"You mean to stand by me in this, don't you?" he asked Mr. Burkham.

"With all my heart and soul."

"Good. Then you must go to Dr. Jedd instantly. Tell him all you know—Tom Halliday's death; the symptoms of Charlotte's decline, as you have heard them from me—everything; and let him hold himself in readiness to start for Hastings directly he hears from or sees me. I am going to a man who of all men can tell me how to deal with Philip Sheldon. I shall try to be in Burlington Row in an hour from this time; but in any case you will wait there till I come. I suppose, in a desperate case like this, Dr. Jedd will put aside all less urgent work?"

"No doubt of that."

"I trust to you to secure his sympathy," said Valentine.

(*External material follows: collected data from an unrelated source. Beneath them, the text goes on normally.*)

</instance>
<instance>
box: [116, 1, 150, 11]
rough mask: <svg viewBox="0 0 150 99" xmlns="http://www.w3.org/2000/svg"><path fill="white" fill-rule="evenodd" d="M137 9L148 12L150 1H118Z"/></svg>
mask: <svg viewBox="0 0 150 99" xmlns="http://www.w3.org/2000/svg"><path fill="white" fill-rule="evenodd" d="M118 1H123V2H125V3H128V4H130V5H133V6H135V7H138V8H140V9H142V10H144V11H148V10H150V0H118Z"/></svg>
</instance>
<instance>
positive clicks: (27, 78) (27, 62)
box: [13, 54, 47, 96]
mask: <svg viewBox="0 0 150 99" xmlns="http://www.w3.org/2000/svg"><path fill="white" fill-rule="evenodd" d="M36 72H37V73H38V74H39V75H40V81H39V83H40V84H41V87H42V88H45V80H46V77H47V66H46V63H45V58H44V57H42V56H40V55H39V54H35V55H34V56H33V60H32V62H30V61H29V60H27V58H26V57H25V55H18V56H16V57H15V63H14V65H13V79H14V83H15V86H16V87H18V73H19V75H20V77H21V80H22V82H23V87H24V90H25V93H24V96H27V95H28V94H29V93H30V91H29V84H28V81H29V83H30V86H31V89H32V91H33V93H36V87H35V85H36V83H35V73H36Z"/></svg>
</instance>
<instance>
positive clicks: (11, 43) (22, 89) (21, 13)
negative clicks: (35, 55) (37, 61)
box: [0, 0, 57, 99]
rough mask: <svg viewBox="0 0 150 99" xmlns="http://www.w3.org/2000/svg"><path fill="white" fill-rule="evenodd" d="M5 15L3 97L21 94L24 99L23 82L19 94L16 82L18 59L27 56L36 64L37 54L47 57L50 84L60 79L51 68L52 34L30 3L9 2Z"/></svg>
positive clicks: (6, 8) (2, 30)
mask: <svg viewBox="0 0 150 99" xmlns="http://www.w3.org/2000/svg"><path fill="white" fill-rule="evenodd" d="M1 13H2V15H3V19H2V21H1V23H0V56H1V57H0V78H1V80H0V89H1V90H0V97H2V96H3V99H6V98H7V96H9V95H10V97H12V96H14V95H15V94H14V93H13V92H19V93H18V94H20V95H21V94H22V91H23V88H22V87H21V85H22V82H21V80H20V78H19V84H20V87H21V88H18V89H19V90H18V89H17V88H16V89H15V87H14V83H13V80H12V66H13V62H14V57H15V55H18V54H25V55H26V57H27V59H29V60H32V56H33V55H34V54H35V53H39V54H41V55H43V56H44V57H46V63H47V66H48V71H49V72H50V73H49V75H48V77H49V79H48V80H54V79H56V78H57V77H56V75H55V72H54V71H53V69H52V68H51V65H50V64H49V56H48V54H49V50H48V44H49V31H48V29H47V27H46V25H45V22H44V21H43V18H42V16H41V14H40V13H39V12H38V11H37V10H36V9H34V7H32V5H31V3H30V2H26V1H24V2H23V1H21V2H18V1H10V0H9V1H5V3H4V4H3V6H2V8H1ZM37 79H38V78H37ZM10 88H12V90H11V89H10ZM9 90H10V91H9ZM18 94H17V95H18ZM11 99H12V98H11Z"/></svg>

He was in the darksome entrance-hall by this time. Mr. Burkham followed, and opened the door for him.

"Have no fear of me," he said. "Good bye."

The two men shook hands with a grip significant as masonic sign-manual. It meant on the one part hearty co-operation, on the other implicit confidence. In the next moment Valentine sprang into the cab.

"King's Road—entrance to Gray's Inn, and drive like mad!" he shouted to the driver. The hansom rattled across the stones, dashed round corners, struck consternation to scudding children in pinafores, all but annihilated more than one perambulator, and in less than ten minutes after leaving Mr. Burkham's door, ground against the kerbstone before the little gate of Gray's Inn.

"God grant that George Sheldon may be at home!" Valentine said to himself, as he hurried towards that gentleman's office. George Sheldon was at home. In this fight against time, Mr. Hawkehurst had so far found the odds in his favour.